First, the diagnosis has generally been made, and one is usually asked to provide an anaesthetic intervention for a procedure to treat that diagnosis. That said, one should always keep an open mind. Thus, there is a break from the pattern in other books of history–investigation–diagnosis–treatment. Each chapter in this book has a brief introduction with some learning outcomes for the following cases. As some of the chapters could warrant a book in their own right, we have not attempted to give a comprehensive overview of all possible cases within one area. Rather, we have attempted to report important cases which illustrate learning outcomes within this field.

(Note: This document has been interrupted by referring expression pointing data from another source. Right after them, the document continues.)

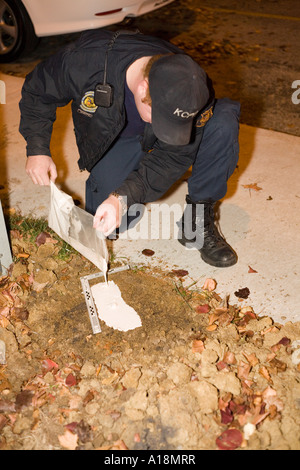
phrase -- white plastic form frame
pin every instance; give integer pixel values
(5, 253)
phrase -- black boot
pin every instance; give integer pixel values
(199, 231)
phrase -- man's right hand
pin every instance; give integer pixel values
(41, 169)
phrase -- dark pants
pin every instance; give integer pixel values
(215, 161)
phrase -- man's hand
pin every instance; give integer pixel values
(108, 215)
(39, 168)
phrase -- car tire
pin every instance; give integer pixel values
(17, 34)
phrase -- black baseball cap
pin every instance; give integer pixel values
(178, 91)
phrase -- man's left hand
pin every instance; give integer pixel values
(108, 215)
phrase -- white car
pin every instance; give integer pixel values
(23, 21)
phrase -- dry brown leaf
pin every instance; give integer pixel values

Second, there is often a lack of what would arguably be called the gold standard of treatment in medicine (an adequately powered randomized controlled trial in humans) in the practice of anaesthesia. The decision as to which anaesthetic technique is used will be determined by such factors as the condition and comorbidities of that patient, the experience of the individual anaesthetist, and, in some circumstances, the equipment available. There is thus generally a discussion of the advantages and disadvantages of the techniques used.
There are also some concepts in anaesthesia that do not fit easily into a case-based discussion yet are still important to the practice of anaesthesia as a whole. This is best exemplified in Chapter 1, which touches on the efficient running of an anaesthetic list and department, as well as the discussion of anaesthetic risk.
Whilst every care has been taken to ensure that the book is free from factual errors, it is left to the reader to ensure the correct dosage of any drug regimen mentioned.
We hope this textbook will be of use to not only anaesthetic colleagues in training, particularly those preparing for professional examinations, but also to the established anaesthetist in terms of their continuing education.
We acknowledge that there is some overlap between cases. However this merely emphasizes the multi-faceted way that similar problems may present to colleagues regardless of which subspecialty of anaesthesia they practice.
We would like to thank all the colleagues who contributed to this book. Most of all, we would like to thank our respective families for their tolerance and unstinting support during the preparation of this work.